What was the federal officer doing sniffing around and supposedly looking at similar shootings? Similar to what? The idea of this being a sniper job was getting hard to argue against. The cold precision of that single shot was pretty damned convincing. And both Hargrave and Nick now believed the shooter had climbed up the fire ladder and had prepared the shot, maybe even beforehand. Did the guy have a list of other shootings with the same tag? Professional-type jobs. Preparation. The use of SWAT-style clothing. Did the shooter intentionally wear the clothes to throw off witnesses, make anyone who saw him dismiss him as official? Pretty ballsy. Or stupid.
"Dad?"
Nick was thinking ballsy at this point.
"Daaad?"
His eyes snapped up to the rearview mirror to search for his daughter's expression. It was annoyed, again, at his wayward concentration.
"Yeah, sweetie. You OK?"
"When are we going to get there?"
The inevitable kid question. He looked alongside the freeway for a mile marker.

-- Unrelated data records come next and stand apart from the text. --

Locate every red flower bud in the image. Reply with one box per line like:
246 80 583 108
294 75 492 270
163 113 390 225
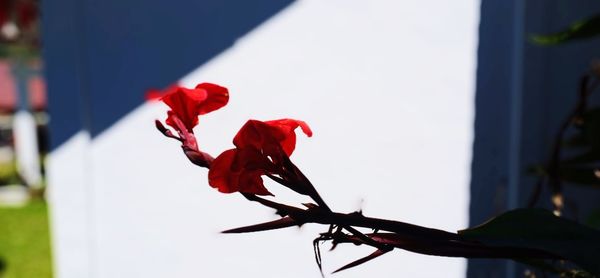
208 119 312 195
154 83 229 168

"Only a couple more minutes and then we go south, honey. We're going to go right along the edge of the wildlife preserve, so I want you to look for the panther-crossing signs, OK?"
"Really?"
"Yeah, just like when you see pedestrian crossings or those deer-crossing signs up north. Out here they've got panther-crossing areas."
Carly thought about it for a moment. "Cats don't walk across the street where you tell them to," she finally said. "They go where they want to so they can hide and do what they want. Remember Dash?"

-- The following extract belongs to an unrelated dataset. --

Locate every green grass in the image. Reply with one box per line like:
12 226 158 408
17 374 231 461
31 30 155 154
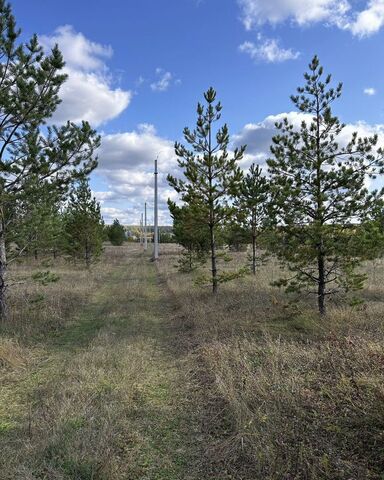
0 247 202 480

Dash had been the girls' tiger-striped tomcat. The thing would disappear for days, somehow getting into the house through a torn screen just to eat and then slink back out. The only way you knew he was still around was by the empty food dish.
Nick got off an exit and then turned south on U.S. 29.
"We're not going to see any panthers," Carly said, not with disappointment or cynicism, just a little girl's statement of fact.
"You're probably right, but you'll still see the signs," Nick said and looked back and smiled at her, but she was staring out the window.
The road was flanked by a line of trees on the west and a canal on the east. Nick knew from experience that there was little to see and the arrow-straight two-lane was a boring strip cutting through nowhere. His head moved back to snipers, no signs to let you know where they were, where they would strike next. The D.C. killers proved that. Every so-called expert in law enforcement had blown that one from the beginning, working the old scenarios, searching for connections between victims, some sort of pattern so they could predict the sniper's movements. They took a witness's statement about a white van and went crazy pulling over every white van they could find.
Now Hargrave too had a witness who'd seen a man in black who looked like a SWAT cop. Would he pull over every SWAT cop he could find and question them and their whereabouts on Thursday morning? Maybe he would. Maybe he already had.
"Dad?"
Carly brought him back and Nick chastised himself. Pay attention, man. Don't do this to her again.